Problem
Solve: \( \cot^{-1}x – \cot^{-1}(x+2) = \frac{\pi}{12}, \quad x > 0 \)
Solution
Let:
\[ A = \cot^{-1}x,\quad B = \cot^{-1}(x+2) \]
Step 1: Use identity
\[ \cot^{-1}x – \cot^{-1}y = \tan^{-1}\left(\frac{y – x}{1 + xy}\right) \]
So,
\[ \cot^{-1}x – \cot^{-1}(x+2) = \tan^{-1}\left(\frac{(x+2) – x}{1 + x(x+2)}\right) \]
\[ = \tan^{-1}\left(\frac{2}{x^2 + 2x + 1}\right) = \tan^{-1}\left(\frac{2}{(x+1)^2}\right) \]
Step 2: Compare with RHS
\[ \tan^{-1}\left(\frac{2}{(x+1)^2}\right) = \frac{\pi}{12} \]
Step 3: Convert to tan
\[ \frac{2}{(x+1)^2} = \tan\left(\frac{\pi}{12}\right) \]
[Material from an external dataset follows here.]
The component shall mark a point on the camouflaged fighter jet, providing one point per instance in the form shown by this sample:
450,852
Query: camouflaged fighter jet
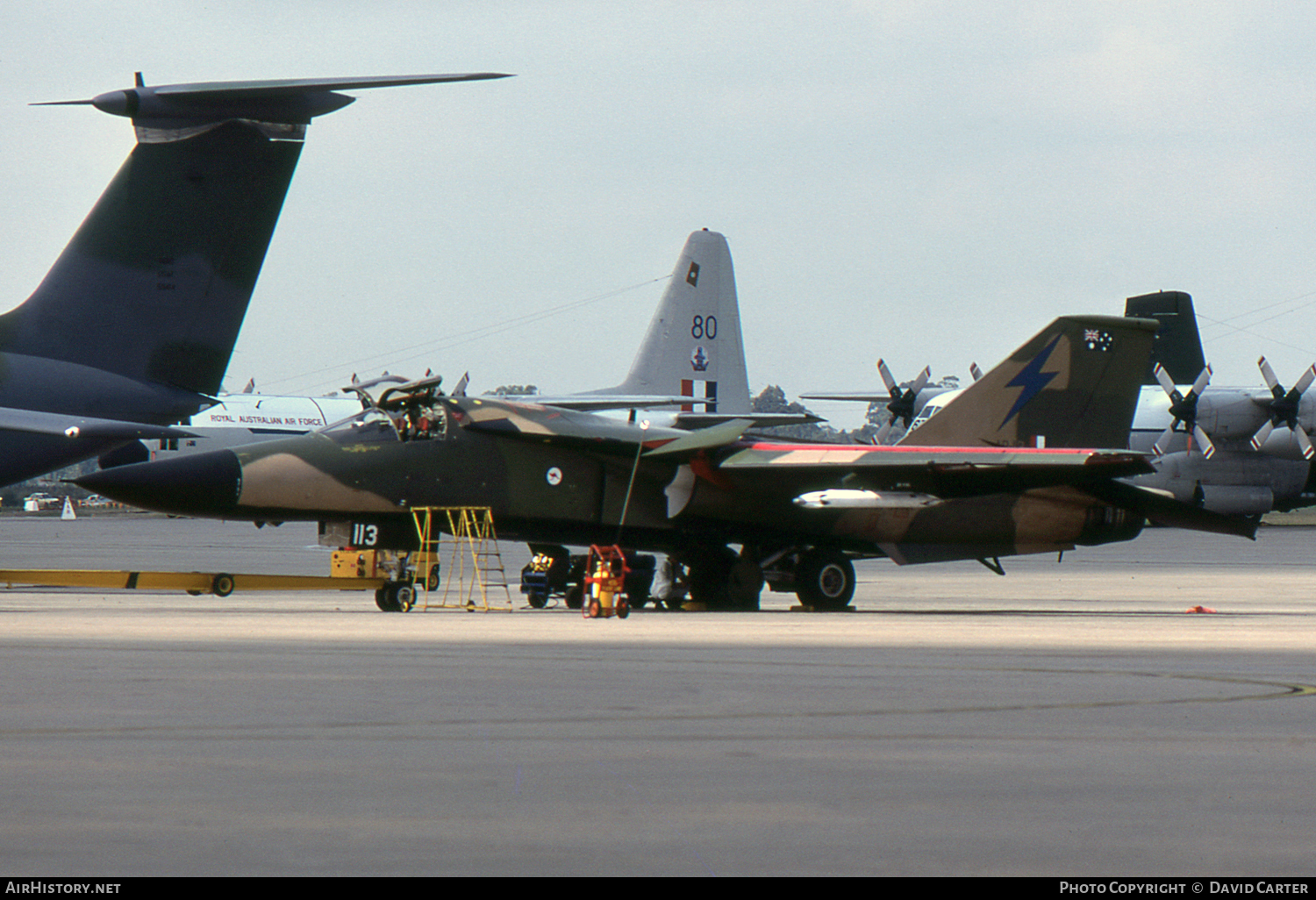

\[ \tan\left(\frac{\pi}{12}\right) = 2 – \sqrt{3} \]
Step 4: Solve
\[ \frac{2}{(x+1)^2} = 2 – \sqrt{3} \]
\[ (x+1)^2 = \frac{2}{2 – \sqrt{3}} \]
Rationalize:
\[ = \frac{2(2 + \sqrt{3})}{1} = 4 + 2\sqrt{3} \]
\[ x+1 = \pm \sqrt{4 + 2\sqrt{3}} \]
Step 5: Use condition \(x>0\)
\[ x+1 = \sqrt{4 + 2\sqrt{3}} \]
\[ x = \sqrt{4 + 2\sqrt{3}} – 1 \]
Final Answer
\[ \boxed{\sqrt{4 + 2\sqrt{3}} – 1} \]
Explanation
Using cot⁻¹ subtraction identity and simplifying leads to a solvable equation.